I have a longer range perspective as an older GenX who runs in the professionally elite circles of Ward 3. [b]The kids whose mom took some time off when they were young — say 0-8 — are more impressive as a cohort, generally. Smarter, better personalities, more poise.

Having a low-education nanny for years, then Lord of the Flies aftercare, has a more durable and negative impact on the youngest minds than striver parents care to admit. [/b]

And we all went back to work or resumed full time. Medicine, law, nonprofit and corporate real estate.


I think you have a vested interest in maintaining this point of view.


As someone who is a parent and has worked in well regarded DC independent schools...this is absolutely true. The striver moms do not know or do not want to know that the teachers can tell who had an engaged mom at home during the early years. The key is engaged. Because many of the SAHMs also have nannies while they played tennis and volunteered all around town in lieu of developing their children. So it isn't just a working mother problem.


As a mom who works, this makes me really sad. What are the things you notice?
Anonymous
Post 06/21/2024 19:34     Subject: What I’m noticing from millennial high achieving moms

Anonymous wrote:
Anonymous wrote:
Anonymous wrote:
Anonymous wrote:1990 here, also Ivy grad. I've observed One And Done -OR- no kids actually. I had a kid at 30 and was the earliest one in my friend group.


I don't think of one and done or no kids as a flex. Three kids is very common in my area (Greenwich). That's the flex. Everything on the initial list is accurate. The running marathons is not something that I see (and I'm a former college runner so these are my people) but being very fit is definitely a flex.
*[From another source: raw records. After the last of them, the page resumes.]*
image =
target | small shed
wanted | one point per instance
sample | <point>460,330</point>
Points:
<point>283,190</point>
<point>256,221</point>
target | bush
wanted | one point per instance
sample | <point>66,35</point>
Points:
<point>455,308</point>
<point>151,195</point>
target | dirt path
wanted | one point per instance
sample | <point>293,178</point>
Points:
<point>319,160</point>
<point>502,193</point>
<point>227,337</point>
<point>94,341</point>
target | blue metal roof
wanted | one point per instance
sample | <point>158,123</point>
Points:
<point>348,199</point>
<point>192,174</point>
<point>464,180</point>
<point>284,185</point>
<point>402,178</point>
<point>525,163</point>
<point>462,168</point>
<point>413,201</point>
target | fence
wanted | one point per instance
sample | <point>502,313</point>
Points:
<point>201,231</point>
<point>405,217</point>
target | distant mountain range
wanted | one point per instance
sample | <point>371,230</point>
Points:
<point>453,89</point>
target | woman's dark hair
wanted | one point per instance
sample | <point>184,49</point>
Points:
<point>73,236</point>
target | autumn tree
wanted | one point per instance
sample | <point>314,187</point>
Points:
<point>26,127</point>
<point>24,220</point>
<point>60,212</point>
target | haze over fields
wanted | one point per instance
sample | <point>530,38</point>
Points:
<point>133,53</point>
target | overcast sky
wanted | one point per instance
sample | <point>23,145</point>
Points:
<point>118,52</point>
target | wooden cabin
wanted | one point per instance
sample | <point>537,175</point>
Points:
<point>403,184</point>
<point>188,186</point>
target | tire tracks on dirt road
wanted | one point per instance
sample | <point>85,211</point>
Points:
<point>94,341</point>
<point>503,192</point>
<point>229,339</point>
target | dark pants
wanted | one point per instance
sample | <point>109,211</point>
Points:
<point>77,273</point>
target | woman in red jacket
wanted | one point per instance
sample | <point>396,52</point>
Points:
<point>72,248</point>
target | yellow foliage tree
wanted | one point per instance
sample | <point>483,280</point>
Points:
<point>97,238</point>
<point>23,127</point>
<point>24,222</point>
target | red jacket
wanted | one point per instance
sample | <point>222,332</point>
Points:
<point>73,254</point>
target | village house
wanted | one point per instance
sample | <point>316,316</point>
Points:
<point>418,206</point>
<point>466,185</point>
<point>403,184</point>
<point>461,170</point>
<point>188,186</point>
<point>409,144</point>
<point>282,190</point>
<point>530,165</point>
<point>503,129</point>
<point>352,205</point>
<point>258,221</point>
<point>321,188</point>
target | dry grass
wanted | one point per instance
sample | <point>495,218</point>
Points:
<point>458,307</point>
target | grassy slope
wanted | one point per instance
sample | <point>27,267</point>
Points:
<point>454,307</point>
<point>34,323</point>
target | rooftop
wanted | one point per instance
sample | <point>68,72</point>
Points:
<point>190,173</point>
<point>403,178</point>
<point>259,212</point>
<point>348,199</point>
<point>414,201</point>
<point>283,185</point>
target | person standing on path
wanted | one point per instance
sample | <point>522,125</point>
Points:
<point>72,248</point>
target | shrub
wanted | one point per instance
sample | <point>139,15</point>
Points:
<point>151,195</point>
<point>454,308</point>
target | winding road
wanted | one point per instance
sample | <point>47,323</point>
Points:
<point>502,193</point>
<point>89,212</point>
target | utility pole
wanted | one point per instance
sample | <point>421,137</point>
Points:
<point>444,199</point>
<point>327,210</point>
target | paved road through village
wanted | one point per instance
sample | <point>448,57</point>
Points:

PP here. I wasn't trying to say it's a flex. Just that it's the trend I see in my cohort. I'm 34 and I don't know anyone with 3 kids, a few with two kids, and quite a lot with one kid or no kids.


b/c you are only 34! most people have one kid at that age, i'm surprised you know some with 2 unless its a toddler & newborn. the only people i know who have kids before age 30 are south asian doctors- most people arent even married before then!


Yes but the OP is also only 34. We are both 1990. But she says her classmates all have 3+ kids. I was offering a different perspective.